Of course, this condescending Duck of Death claptrap plays very differently for those of us who actually live in Middle America and who have actively been yelling about the GOP monster factory for decades -- those of us who were actually in the Blue Bottle Saloon in Wichita the night English Bob killed Corky Corcoran --
-- but as long as the Times' and Post core readership can enjoy hair-raising tales of Middle America pity and terror from a safe distance, there is no reason in the world for America's mighty East Coast media factories to stop paying people to write "Rubes along the Monongahela" or "The Economically Distressed Madmen of Mercer County".
It's four years later and, looking back, I can safely say that I got a one thing wrong and one thing right.
What I got wrong was the Beltway media's insatiable appetite for this dreck. I really thought that once they could feel the mob's jaws snapping at their heels (or see the mob storming the nation's capitol live and in color on teevee) they would dial back on this shit.
...I suspect that as the very real horrors which the election of Donald Trump have unleashed on the world continue to crawl right up the pants-legs of our coastal elites and bite them in very personal and intimate places, the market for these hair-raising tales of Middle America pity and terror will gradually expire.
I was wrong. I blame that last tiny shred of Capraesque idealism in me that keeps hoping the press will rise to the occasion in the eleventh hour, suddenly remember why it exists, and save itself.
What I got (mostly) right was the triumphant return of Both Siderism under the guise of...
...a new genre of fiction which I predict will breathlessly cover the rise of "The Radical Civility Movement" (tm) -- a brand-new, Middle American, grass-roots, sensible Centrist Party-over-Country thingie which will be massively well-finance and composed entirely of Always-Wrong Beltway Conservatives like Bill Kristol, Joe Scarborough, David Brooks, Matthew Dowd and millions of "Independents" who will swear to God they have never even heard of Donald Trump no matter what their lawn signs and Facebook pages say.
This is underway right now. Everywhere you look, virtually every Beltway Solon and all of your favorite Never Trump "allies" are pumping the rotting corpse of Both Siderism full of as much Re-Animator goo as they can lay their hands on.

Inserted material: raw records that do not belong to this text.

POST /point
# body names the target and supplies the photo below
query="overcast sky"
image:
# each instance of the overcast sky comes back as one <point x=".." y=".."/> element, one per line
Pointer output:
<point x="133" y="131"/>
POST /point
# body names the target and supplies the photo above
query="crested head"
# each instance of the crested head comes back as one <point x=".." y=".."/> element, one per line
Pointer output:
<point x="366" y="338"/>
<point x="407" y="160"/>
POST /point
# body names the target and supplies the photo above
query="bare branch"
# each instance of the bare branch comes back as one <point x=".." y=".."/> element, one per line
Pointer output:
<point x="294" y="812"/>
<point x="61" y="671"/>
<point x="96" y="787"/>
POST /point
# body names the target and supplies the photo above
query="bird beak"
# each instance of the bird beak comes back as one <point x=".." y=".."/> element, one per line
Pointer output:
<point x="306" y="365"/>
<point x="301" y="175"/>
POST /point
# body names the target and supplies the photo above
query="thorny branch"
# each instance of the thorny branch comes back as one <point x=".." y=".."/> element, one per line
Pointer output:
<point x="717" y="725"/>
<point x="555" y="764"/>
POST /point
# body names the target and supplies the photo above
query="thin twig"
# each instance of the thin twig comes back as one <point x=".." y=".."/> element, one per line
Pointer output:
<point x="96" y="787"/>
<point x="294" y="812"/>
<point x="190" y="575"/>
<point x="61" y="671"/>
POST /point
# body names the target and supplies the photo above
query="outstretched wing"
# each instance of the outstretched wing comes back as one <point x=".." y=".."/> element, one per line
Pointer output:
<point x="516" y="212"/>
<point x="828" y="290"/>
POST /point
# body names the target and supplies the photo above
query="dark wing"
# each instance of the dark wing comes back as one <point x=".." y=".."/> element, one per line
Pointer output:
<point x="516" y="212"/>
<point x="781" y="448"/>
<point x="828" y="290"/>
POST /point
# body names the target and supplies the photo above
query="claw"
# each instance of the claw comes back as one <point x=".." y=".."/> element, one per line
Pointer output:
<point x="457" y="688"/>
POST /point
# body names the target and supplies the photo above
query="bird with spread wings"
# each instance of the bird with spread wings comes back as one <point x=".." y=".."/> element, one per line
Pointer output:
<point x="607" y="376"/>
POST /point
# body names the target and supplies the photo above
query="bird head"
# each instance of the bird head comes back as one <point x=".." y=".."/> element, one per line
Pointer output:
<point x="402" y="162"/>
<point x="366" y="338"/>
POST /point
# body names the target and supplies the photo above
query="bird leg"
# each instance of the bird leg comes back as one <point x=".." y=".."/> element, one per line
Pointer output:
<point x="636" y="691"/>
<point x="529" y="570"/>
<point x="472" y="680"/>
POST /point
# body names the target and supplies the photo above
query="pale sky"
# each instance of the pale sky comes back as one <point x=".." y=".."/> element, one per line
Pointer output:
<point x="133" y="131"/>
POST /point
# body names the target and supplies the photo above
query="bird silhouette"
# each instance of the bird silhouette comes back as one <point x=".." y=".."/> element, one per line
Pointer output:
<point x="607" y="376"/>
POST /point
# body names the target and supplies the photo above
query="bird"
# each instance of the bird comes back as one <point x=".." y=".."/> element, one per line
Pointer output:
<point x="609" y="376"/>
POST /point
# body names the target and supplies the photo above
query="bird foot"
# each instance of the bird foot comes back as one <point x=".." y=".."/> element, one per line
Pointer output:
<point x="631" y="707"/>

And quite selfishly, for all of that, at this moment all I can think of is what a perfectly awful time it is for us to lose one of the strongest, clearest voices we had with up here with us on these increasingly lonely, rickety ramparts:
Eric Boehlert’s tragic death came as U.S. desperately needs to hear his message
4 comments:
Conservative Joe wants you to know that President Joe is a racist because; "I was mentioning to someone in my office about the president appointing a Supreme Court nominee. It was an African American woman. And I was saying, “That’s the most racist thing you could do. What if somebody else was good? What if they were Asian? What if they were anything?” And then when you speak to somebody about it, well, what are you? Racist? No, I’m not racist…"
Nominating a black woman is the most racist thing you can do. But, no conservatives aren't racist and it's President Joe Biden's fault for not reaching out to the 8 conservative men in this latest Cletus Safari...
Now they no longer even have to venture into Darkest Ohio to speak to the Strange Natives with their Strange Ways So Unlike Our Own...they have their own captured natives to parade on stage.
They're going to be ever so surprised when the leopards come to eat their faces...
I am waiting for the day when a conservative mid-western paper sends a reporter to Zabar's on the Upper West Side to lean the concerns of liberals. You know ,what makes them tick. What's that? They don't give a shit? Never mind.
When I saw Pam Merritt's take on this, as she would call it, verbal malfunction, I thought "Driftglass would like that" and lo and behold, you did.